Так и ворчал всю дорогу.
Пришли – да-а… пепелище. Макеевского дома остатки только по печи и опознали – изразцы все потрескались… труба торчит…
– Ну?! И что тебе тут надо?
– Лёшечка, ангел, постой, я быстро, я сейчас, я мухой!
– Мухой!
– Мне бы палку какую-нибудь…
Нашел ей палку, а самому уже интересно стало: и что Маринке приспичило?
– Ты осторожней там лазай, слышишь. Там стёкла и мало ли что.
– Я осторожно…
И пошла там ходить, палкой ковыряться. Нагнулась, подняла что-то, в платок ссыпала – пепел? Потом опять пошла – а палку, как миноискатель держит! Покружила и присела – он аж на цыпочки привстал: что там, что?

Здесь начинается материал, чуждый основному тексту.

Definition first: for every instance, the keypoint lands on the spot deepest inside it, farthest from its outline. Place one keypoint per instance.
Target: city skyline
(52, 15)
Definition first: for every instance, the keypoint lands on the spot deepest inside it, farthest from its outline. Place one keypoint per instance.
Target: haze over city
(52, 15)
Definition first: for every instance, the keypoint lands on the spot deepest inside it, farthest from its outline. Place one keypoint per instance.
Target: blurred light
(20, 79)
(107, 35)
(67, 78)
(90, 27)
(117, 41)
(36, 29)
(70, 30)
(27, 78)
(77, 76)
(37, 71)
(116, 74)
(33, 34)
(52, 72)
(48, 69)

– Смотри! Я знала, что-нибудь да найду!
– Что это?
– Медальон!
И правда, цепочка с медальоном, оборванная. Марина потерла, она и засияла.
– Золото?!
– Наверное…
– Как ты узнала?
– Да я и не знала. Смотри!
Открыла плоский медальон-сердечко, а там – маленькая фотография, старая, коричневая, мутная – но еще видно тонкое юношеское лицо с усиками…
– Это он!
– Француз? Надо же!
Пошли было обратно, Лёшка вдруг остановился: подожди-ка…
– Что ты?
– Сейчас!
Полез в карман, блокнот достал, карандаш начал рисовать! Руины, печь с трубой. Нет, ты подумай! Идти не хотел, а теперь – пожалуйста!
– Зачем тебе?
– Ты что, живописно!
Шли обратно – Алексей все озирался по сторонам: как-то жутковато было. Казалось, что окоем сузился – лес придвинулся, тучи нависли. Нет, правда: вон тот ржавый остов комбайна, от него до первых деревьев метров сто было. А сейчас… К ночи Леший вдруг вспомнил:
– Смотри-ка, а кошка так и не объявилась. Раньше всегда приходила, не сразу, но приходила.
– А я думала, может, забрать ее с собой? Или не захочет?

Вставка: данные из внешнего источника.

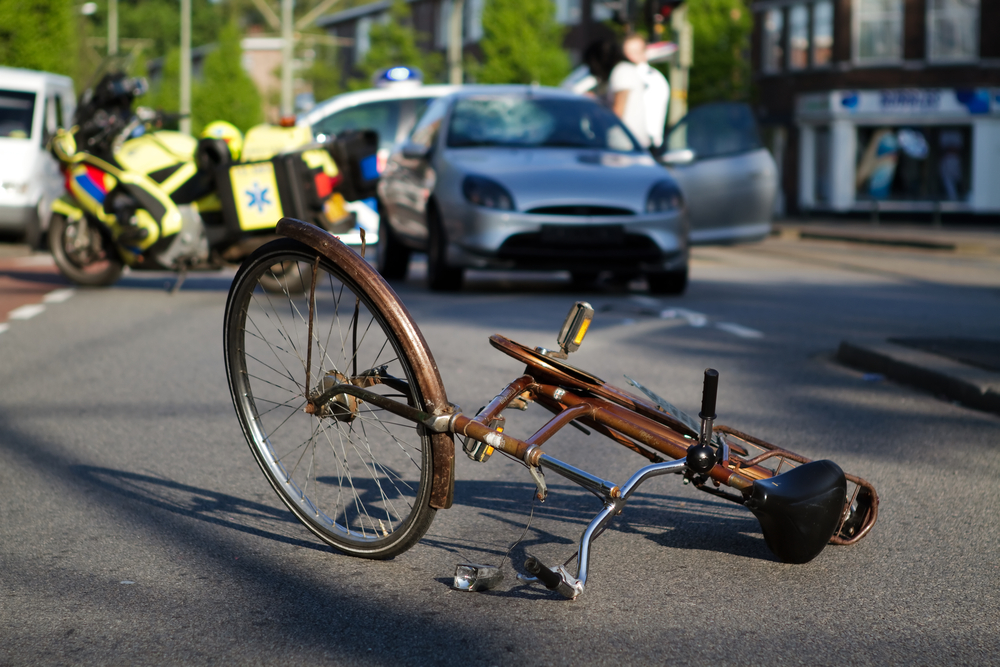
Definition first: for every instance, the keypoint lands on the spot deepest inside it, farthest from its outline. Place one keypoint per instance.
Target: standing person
(657, 97)
(627, 88)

– Да как ее довезешь, ты что!
– А в корзинке? Сверху – тряпочкой завязать! И дышать можно, и в дырочки смотреть…
– Ага, так она и станет тебе в дырочки смотреть! Марин, ну ты только представь – катер, автобус, поезд, метро. Да она от страха сдохнет по дороге.
– Жалко. Такая кошка смешная. Мне ее не хватало.

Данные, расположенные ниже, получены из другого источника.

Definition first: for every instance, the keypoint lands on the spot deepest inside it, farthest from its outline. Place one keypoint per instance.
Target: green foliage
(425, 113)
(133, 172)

– Да мне тоже жалко, а что делать. Она раньше так переживала, когда я уезжал, – провожала, бежала за мной до воды. Когда возвращался, она первые дни все время бегала проверять – здесь я или нет. А потом я стал ее к тете Маше относить, и она поняла: раз в тот дом несут, значит, хозяина долго не будет. И мисочку ее убирал. Если ненадолго куда уходил, оставлял, чтобы знала – скоро буду.
– Надо же, какие у вас сложные отношения!
– Что ты!
Утром Марина уговорила Лешего сходить к реке.
Было холодно, ветер гнал облака – изредка выглядывало солнце и показывался вдруг кусочек пронзительно синего неба. Снег кое-где лежал, не таял.
Надо же, тут совсем еще зима!
– Лёш…
– Наверх хочешь, на гору эту чертову. К омуту!
– Пожалуйста!
– Ну, пойдем.
– А потом к тете Маше, да?
– Да, правда.
– Только я одна, хорошо?
– Марин!
– Лёшечка, ничего не будет плохого, ничего! Я клянусь тебе!
Только вздохнул. Мрачно смотрел, как подошла она к краю, постояла, потом достала что-то из кармана и, размахнувшись, бросила в воду – Леший догадался: медальон из Макеевского дома! И пепел в воду высыпала из бумажного кулечка! Покачал головой: «Надо же, что придумала!»
Марина опустилась на колени и поклонилась в землю. Леший понял – благодарит, и тоже прошептал, неведомо к кому обращаясь: «Спасибо! Спасибо, что отпустили нас!»
Марина поднялась и замерла, запрокинув голову вверх. Леший тоже посмотрел на небо – редкие снежинки опускались на лицо, обжигая холодом и тая. Среди туч образовался просвет и показался на секунду маленький, еле видный кусочек радуги – разноцветное туманное пятно на серых облаках. А потом вдруг такой синевой, таким светом плеснуло из этого просвета – Лешему даже вдруг показалось, что фигурка Марины с поднятыми вверх руками, освещенная ярким лучом… взлетела! Взлетела – невысоко – и зависла в воздухе на пару секунд.
Он помотал головой: «Привидится же такое!» Подошла Марина, он заглянул ей в лицо – она улыбалась.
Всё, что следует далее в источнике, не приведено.